Dabei manifestiert er sich über kurze Zeiträume betrachtet recht deutlich: Steine verwittern, die Stabilität von Abhängen und die Flussdynamik werden direkt von biotischen Prozessen beeinflusst. In geologischen Zeiträumen betrachtet sind die biotischen Effekte weniger augenscheinlich, aber genauso wichtig: Biota beeinflussen das Klima und die klimatischen Bedingungen wiederum diktieren die Erosionsmechanismen, die die topographische Evolution mitbestimmen. Tragen die Landschaften der Erde also so etwas wie eine „Handschrift des Lebens“?

Oder anders gefragt: Was würde passieren, wenn alles Leben plötzlich verschwände und die vom Menschen errichteten Bauwerke nicht gebaut worden wären. Würden Alpen, Anden oder Himalaya anders aussehen? Gibt es eine Landschaftsform, die ohne Leben fehlte? William E. Dietrich und J. Taylor Berron vom Department of Earth and Planetary Science der University of California in Berkeley sind diesen Frage nachgegangen, inspiriert durch die Bilder der Marsoberfläche. Wissenschaftlich abgesicherte Antworten können sie darauf jedoch nicht geben, dazu steht die Forschung nach ihren Ausführungen noch zu weit am Anfang. Anders als bei der Klimaforschung gibt es noch kein Evolutionsmodell für das Entstehen von Landschaftstypen, das das Einwirken der irdischen Lebensformen mit umfasst.

Runde Hügel, mäandernde Flüsse

„Leben überzieht die gesamte Erdoberfläche, es kontrolliert und vermittelt Erosions- und Transportprozesse. Biotische Prozesse beeinflussen die langfristige Landschaftsevolution sogar so weit, dass sie sich auf Höhe, Breite und Symmetrie von Bergketten auswirken. Doch die Antwort auf die Frage: ‚Gibt es eine einzigartige Signatur des Lebens auf der Erde?’ scheint ‚Nein’ zu sein“, schreibt Dietrich. „ (…) Wenn wir über eine unbelebte Erde spazieren würden, würde sie anders aussehen, doch es gäbe keinen Landschaftstypus, der uns fremd wäre, wir würden keine Landschaft finden, die wir aus unserer Erfahrung nicht kennen. (…) Der Unterschied bestünde in der Häufigkeit und der Verteilung bestimmter Landschaftseigenschaften.“

An welchen Landschaftstypen zeigt sich der Einfluss des Lebens am deutlichsten? Wer über eine unbelebte Erde spazierte, würde weniger runde Hügel vorfinden, weniger steile Felsgebirge und weniger mäandernde Flüsse, meinen Dietrich und Perron.

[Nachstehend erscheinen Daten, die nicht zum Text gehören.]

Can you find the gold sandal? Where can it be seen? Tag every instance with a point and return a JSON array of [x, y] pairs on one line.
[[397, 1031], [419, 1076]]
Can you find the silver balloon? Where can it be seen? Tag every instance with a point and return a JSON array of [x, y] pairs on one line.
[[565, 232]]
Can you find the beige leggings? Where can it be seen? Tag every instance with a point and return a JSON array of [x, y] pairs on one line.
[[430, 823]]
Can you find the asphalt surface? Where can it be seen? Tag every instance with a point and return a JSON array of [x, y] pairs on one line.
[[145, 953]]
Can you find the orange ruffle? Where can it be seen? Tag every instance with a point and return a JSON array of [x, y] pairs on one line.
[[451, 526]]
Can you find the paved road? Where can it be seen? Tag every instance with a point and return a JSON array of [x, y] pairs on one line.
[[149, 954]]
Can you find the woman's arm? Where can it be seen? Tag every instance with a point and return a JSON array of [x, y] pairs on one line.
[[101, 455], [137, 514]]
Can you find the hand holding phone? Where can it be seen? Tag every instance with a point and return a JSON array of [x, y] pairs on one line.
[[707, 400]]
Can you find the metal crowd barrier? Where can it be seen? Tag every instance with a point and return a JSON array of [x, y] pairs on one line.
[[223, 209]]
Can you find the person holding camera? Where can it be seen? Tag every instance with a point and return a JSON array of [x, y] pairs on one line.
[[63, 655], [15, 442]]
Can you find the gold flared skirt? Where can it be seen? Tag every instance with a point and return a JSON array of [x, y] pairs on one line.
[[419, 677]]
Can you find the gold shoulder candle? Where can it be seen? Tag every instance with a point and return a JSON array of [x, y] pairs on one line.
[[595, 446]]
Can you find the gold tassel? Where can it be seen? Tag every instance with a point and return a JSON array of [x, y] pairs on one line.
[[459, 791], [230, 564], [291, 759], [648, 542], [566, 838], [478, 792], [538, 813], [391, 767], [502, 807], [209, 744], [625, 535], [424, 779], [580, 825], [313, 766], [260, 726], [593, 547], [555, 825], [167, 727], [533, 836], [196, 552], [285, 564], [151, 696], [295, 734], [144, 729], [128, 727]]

Im Übrigen halten sie an ihrer These von den unverwechselbaren Spuren des Lebens in der Topologie der Erde weiter fest. Und sie gehen davon aus, dass diese auf einer Skala von unter einem Meter zu finden sein werden. Hier sind es die Behausungen, die sich Tiere schaffen, entwurzelte Bäume, die mit ihrem Wurzelwerk kleine Hügel bilden – einzigartige Merkmale, die so nur auf biotische Ursachen zurückgehen können.

Ob diese These langfristig haltbar ist, wird jedoch erst der Vergleich mit der Oberfläche anderer Planeten erweisen. Wie Dietrich schreibt, sind die bisher erfassten Teile der Oberfläche des Mars nur mit einer Auflösung von etwa zwei Meter pro Pixel abgebildet, und das ist nicht exakt genug. Er treibt daher ein Projekt vorwärts, das die Erdoberfläche mittels der LIDAR-Technologie (Light Detection and Ranging) kartographisch genauer darstellen will. Vielleicht findet er dann auch die einzigartigen Spuren des Lebens.